A colleague in my church recently said his perception of me is that I’m “gainfully unemployed”, which I found to be (and which I’m sure was his intention) a most paradoxically interesting combination of terms. It’s true that I’m largely unemployed, in a ‘wage’ sense (except the part-time ushering position), and that all of my graduate education and experience presents an egregious obstacle to ever being professionally  employed again, but I’m clearly not vegetating in the midst of that unemployment. I’m intensely gainfully engaged in marketing and spiritual support in my religious community, deeply engaged in work on men’s emotional wellness, and have served on several community Boards of Directors. I just don’t get any kind of payment for all that work (other than from my family, which is no doubt a profound blessing to me as an adult, especially after all the traumatic negativity of my childhood). 

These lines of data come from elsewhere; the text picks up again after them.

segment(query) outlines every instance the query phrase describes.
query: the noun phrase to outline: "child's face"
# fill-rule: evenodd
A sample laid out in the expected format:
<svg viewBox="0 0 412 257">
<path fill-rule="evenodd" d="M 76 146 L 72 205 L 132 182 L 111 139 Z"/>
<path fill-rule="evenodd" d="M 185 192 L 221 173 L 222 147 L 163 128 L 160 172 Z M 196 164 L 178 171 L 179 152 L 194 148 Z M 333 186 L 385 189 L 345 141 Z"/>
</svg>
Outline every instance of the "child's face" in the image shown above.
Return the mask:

As a blogger, I never know what effect I will have on my readers, or even who is reading my blogs. (This is not to say I don’t get feedback -- indeed, I have received a fair amount, especially after the articles on my relationship with my father -- but that there are many people who read my thoughts and don’t respond or post comments.) What is important for me is that I’m engaged in work that I find intellectually and emotionally stimulating, even if I never obtain a dime for it. This is not to say that I wouldn’t be overjoyed to eventually find funding for Mariposa Men’s Wellness Institute; indeed, I keep my eyes and ears open for such possibilities. But whether that ever occurs will not, I hope, discourage me from continuing to pursue, via these articles and the MMWI website, a devotion to working on and discussing aspects of men’s emotional wellness.
Being paid for our efforts is helpful (we all have to economically survive), but I’ve been thankfully blessed with the opportunity to pursue my interests in spite of not being able to obtain employment. And in some paradoxical ways, it is that lack of employment which has placed me in a better position to pursue my intellectual interests. It’s most interesting how our lives turn out; often not as we expected them to, but then we can never be aware of all the potential possibilities when we construct our expectations. To be able to understand that time, in and of itself, can be an aspect of wealth and happiness has been one of the most profound spiritual breakthroughs of my life.